Pussy Riot: U.S. Presidential Election Can Provide an Example to Russia's Patriarchy

Masha Alekhina
Pussy Riot members Nadezhda Tolokonnikova (R) and Maria Alekhina (L) attend a news conference in New York February 4, 2014. Alekhina issues a warning to U.S. voters about women's aspirations and rights being at stake during this presidential election. Shannon Stapleton/Reuters

As we approach the United States presidential elections, it is starting to seem that America is ready for its first woman president. But in Russia, it's a different story: regarding the role of women in Russia and Russian society, we have not progressed at all.

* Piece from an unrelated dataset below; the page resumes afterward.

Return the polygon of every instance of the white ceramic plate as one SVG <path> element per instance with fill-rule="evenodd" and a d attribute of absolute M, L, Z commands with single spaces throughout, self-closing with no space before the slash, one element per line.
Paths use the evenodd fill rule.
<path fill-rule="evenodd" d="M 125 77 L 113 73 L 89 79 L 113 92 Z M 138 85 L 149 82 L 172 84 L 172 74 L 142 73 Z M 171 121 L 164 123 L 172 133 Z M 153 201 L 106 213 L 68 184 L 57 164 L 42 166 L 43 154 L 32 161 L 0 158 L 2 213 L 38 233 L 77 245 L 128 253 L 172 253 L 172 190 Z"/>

In Russia there is only one problem with a woman role model. That is her absence. The concept of the "first lady" does not exist.

The personal life of Vladimir Putin is a taboo subject for Russian journalists. Even when, on occasion, Putin is asked about love, he never answers such questions directly. At the same time tabloids spread rumors about a supposed affair with famous gymnast Alina Kabaeva in order to make the image of the "macho president" all the more juicy.

The United States, on the other hand, still has Michelle Obama.

When Donald Trump made remarks revealing his attitude towards women, Michelle Obama spoke out against him. Bright, bold and poignant, Obama's speech is an example of the kind of response a presumptuous idiot can get if the country has women in positions of power.

A month ago Patriarch Kirill publicly expressed his support for the initiative of so-called Orthodox activists to ban abortion. The Patriarch and activists want to forbid women in Russia to have abortions because according to them abortions are equivalent to the "murder of children." But a single mother in Russia receives an allowance of $50 a month. Is it possible to live on this money? Obviously not. The desperate situation of women results in clandestine abortions and infants thrown in the trash.

Statements forbidding abortion and baby boxes where women can give up their newborn are made by men telling women how to live and what to do with their bodies. Women holding public office in Russia have shown support for these statements. Among them, for example, Russia's new commissioner of children's rights Anna Kuznetsova opposed abortion and previously expressed a belief in telegony, a debunked 19th century theory which claims that the uterus remembers former sexual partners.

The Soviet Union actively promoted images of women in its propaganda: the working woman, the woman in war, "The Motherland." In practice we see that the Russian woman became a "mother" but her image did not evolve further. In any setting beyond the kitchen or the line to buy sausages, she is imagined with difficulty.

In public service, politics, the army, the police and even business, a woman's value is judged by a patriarchal society that primarily treats her not as a competitor or colleague but as if in answer to the question, "What is she doing here?"

On television, in the best loved Russian shows, the main character is a woman who always stands next to a man. She is a simple Russian woman with a difficult life, cooking soup and waiting for her bad boy to return home. Businesswomen are usually antiheroes who contradict everything society is used to associating with the archetypical image of a woman: gentle, obedient, sweet and very simple. Consequently, to the audience, decisive and courageous women are women whose lives had something go wrong at some point.

Now the U.S. is making a historic choice; this is not the battle between women and men and politics. This is a fight between a woman politician who stands for equal rights and a fucking idiot who reduces political discourse to the idea that a woman cannot be anything but a doormat. If the next president of the United States is Donald Trump then the question remains open: Does America want a system where its women are considered second class citizens?

Maria Alekhina is a Russian political activist and a member of the punk rock group Pussy Riot.